Charles Donahue, the Paul A. Freund Professor of Law, was selected to receive an honorary doctorate from the Université de Paris II: Panthéon-Assas. A member of the Harvard Law School faculty since 1978, Donahue specializes in property law and legal history.

In February of last year, Donahue published his 696-page investigation of medieval marriage practices and laws entitled “Law, Marriage, and Society in the Later Middle Ages: Arguments about Marriage in Five Courts.” The culmination of many years of research, Donahue’s book focuses on marriage litigation in the archiepiscopal court of York (1300-1500) and the Episcopal courts of Ely (1374-1381), Paris (1384-1387), Cambrai (1438-1453) and Brussels (1448-1459).

Donahue has held visiting appointments at Boston College School of Law and Cornell University School of Law, as well as at the London School of Economics and the Vrije Universiteit te Brussel.
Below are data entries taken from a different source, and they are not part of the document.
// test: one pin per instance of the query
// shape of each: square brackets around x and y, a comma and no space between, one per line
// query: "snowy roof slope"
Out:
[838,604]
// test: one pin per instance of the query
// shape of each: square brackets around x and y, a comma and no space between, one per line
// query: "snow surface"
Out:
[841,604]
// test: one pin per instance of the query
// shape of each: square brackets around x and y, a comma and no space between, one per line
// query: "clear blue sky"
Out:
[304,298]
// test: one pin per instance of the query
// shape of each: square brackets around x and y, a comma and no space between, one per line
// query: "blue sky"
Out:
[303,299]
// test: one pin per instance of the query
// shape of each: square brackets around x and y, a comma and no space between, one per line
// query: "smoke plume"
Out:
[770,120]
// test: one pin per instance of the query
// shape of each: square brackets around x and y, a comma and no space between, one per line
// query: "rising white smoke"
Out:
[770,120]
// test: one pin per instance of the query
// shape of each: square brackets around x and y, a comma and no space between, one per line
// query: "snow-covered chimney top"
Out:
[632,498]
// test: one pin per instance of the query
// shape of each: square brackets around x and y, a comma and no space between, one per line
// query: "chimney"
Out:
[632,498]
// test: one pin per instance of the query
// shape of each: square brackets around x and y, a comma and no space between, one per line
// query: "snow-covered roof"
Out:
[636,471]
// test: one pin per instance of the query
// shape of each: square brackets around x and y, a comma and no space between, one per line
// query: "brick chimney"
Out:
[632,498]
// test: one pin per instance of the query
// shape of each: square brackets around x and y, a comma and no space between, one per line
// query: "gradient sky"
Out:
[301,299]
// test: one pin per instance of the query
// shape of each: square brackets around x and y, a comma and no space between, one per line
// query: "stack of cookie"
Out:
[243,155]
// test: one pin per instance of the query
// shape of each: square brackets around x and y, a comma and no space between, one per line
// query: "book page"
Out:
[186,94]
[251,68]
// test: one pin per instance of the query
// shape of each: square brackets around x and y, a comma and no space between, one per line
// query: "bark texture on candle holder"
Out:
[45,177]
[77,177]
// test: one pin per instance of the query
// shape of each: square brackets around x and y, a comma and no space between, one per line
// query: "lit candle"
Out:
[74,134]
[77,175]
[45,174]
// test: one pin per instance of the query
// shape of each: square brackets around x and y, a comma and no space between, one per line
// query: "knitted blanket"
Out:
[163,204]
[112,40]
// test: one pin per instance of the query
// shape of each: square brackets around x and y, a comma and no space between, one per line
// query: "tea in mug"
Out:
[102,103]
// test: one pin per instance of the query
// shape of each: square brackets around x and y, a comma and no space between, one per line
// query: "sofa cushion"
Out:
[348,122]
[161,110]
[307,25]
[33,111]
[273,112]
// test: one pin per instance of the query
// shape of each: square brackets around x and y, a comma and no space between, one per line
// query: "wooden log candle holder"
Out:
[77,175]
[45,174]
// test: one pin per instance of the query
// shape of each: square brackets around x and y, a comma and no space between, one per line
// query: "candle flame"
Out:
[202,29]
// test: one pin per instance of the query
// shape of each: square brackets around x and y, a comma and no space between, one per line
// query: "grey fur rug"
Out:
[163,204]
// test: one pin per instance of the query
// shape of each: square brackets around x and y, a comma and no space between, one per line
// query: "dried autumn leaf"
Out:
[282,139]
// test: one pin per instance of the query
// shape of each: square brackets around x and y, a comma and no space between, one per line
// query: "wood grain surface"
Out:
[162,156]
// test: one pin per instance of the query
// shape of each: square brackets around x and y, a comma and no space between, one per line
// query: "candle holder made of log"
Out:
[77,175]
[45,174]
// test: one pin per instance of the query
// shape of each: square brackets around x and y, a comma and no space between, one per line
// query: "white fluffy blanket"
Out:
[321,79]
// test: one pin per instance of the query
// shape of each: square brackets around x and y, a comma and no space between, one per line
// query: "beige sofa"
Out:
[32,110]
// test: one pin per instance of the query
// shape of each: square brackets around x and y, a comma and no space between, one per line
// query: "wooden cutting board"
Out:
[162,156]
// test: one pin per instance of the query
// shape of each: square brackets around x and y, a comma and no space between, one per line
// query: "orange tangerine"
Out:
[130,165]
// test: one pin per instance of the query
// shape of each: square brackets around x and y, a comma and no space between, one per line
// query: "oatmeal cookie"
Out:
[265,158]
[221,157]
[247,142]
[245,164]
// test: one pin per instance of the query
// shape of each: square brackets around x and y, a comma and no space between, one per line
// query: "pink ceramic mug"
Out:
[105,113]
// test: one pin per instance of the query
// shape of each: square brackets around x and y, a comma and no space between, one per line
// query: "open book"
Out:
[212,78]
At Harvard, Donahue serves on the Committee on Medieval Studies of the Faculty of Arts and Sciences and on the University Committee on Religion. He is a past president of the American Society for Legal History, a life member of the American Law Institute and of the Medieval Academy of America, and a fellow of the Royal Historical Society (UK)

The Université de Paris II: Panthéon-Assas was established in 1970 after the all-encompassing University of Paris was divided into many smaller institutions. The Panthéon-Assas exists today as one of the pre-eminent state-run universities in Paris with a focus on law as well as economics.